La società farmaceutica americana Moderna presenterà oggi la richiesta di autorizzazione per il suo vaccino contro il Covid-19 negli Stati Uniti e in Europa, dopo che i test di fase 3 hanno rivelato un’efficacia del 94,1%, e perfino del 100% nei casi più gravi. “Moderna prevede oggi di richiedere un’autorizzazione all’uso di emergenza (Eua) alla Food and Drugs Administration”, ha dichiarato la stessa azienda in una nota. La società Usa, secondo quanto riferito, chiederà inoltre “un’autorizzazione condizionale all’immissione in commercio” all’Agenzia europea per i farmaci (Ema). La società americana Moderna prevede di avere entro il 2020 la disponibilità negli Stati Uniti di circa 20 milioni di dosi del vaccino contro il Covid-19, mRNA-1273. Moderna prevede inoltre di produrre da 500 milioni a un miliardo di dosi a livello globale nel 2021.

L’azienda ha annunciato inoltre “ulteriori progressi” nei tentativi di assicurare “la distribuzione, lo stoccaggio e la manipolazione di dosi del vaccino utilizzando infrastrutture esistenti”. Il Comitato per i vaccini della Food and Drugs Administration (Fda) americana si dovrebbe riunire il prossimo 17 dicembre per un’analisi dei dati sull’efficacia e la sicurezza del candidato vaccino contro il Covid-19 della società statunitense Moderna. La distribuzionee del vaccino, secondo quanto comunicato, dovrebbe avere inizio subito dopo l’eventuale autorizzazione all’uso di emergenza, la cui richiesta sarà avanzata oggi.
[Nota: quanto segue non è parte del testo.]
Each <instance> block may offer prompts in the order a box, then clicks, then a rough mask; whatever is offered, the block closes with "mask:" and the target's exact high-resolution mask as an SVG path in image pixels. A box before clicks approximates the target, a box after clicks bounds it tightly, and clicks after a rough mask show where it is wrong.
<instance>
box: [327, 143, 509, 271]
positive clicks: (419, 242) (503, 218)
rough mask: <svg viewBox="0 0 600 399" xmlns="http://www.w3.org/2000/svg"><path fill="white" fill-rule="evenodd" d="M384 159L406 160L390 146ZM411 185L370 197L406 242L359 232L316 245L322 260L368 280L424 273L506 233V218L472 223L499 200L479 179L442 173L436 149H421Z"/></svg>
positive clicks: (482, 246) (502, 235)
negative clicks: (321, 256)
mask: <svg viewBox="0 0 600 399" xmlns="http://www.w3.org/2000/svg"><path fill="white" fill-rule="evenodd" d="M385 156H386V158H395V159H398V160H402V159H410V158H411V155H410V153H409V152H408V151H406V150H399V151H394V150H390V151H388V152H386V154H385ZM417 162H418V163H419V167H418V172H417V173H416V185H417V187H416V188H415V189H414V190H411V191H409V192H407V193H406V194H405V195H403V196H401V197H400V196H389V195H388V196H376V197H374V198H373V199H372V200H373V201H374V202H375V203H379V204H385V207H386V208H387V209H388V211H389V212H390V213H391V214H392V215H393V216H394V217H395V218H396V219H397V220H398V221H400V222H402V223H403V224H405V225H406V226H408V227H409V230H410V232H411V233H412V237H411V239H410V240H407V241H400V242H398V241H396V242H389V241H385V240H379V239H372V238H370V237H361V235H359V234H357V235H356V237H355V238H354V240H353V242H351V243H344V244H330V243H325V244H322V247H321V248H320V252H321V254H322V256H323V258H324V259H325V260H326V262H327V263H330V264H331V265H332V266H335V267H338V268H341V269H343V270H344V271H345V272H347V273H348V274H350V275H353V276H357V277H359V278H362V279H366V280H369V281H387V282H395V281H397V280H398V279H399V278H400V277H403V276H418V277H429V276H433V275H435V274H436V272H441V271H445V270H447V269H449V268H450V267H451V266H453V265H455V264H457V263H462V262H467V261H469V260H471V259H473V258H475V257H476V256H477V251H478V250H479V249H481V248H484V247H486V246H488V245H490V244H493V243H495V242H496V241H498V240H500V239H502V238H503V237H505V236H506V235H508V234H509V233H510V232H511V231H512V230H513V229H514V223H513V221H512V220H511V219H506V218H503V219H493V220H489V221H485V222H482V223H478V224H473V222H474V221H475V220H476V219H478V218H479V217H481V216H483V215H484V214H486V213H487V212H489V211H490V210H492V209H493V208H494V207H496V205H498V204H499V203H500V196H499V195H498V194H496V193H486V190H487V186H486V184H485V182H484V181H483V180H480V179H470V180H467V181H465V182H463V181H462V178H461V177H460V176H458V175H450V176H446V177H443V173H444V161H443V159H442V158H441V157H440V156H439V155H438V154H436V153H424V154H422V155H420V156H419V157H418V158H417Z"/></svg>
A questo punto, i primi due vaccini contro il Covid-19 potrebbero essere somministrati agli americani prima di Natale. A darne notizia è lo stesso segretario alla Salute statunitense Alex Azar, dopo che Moderna è diventato il secondo produttore di vaccini che potrebbe ricevere l’autorizzazione di emergenza degli Stati Uniti. Azar ha detto alla CBS che lui e il vicepresidente Mike Pence parleranno oggi con i governatori della nazione per discutere i vaccini e quali gruppi di persone dovrebbero avere la priorità per ottenerli per primi.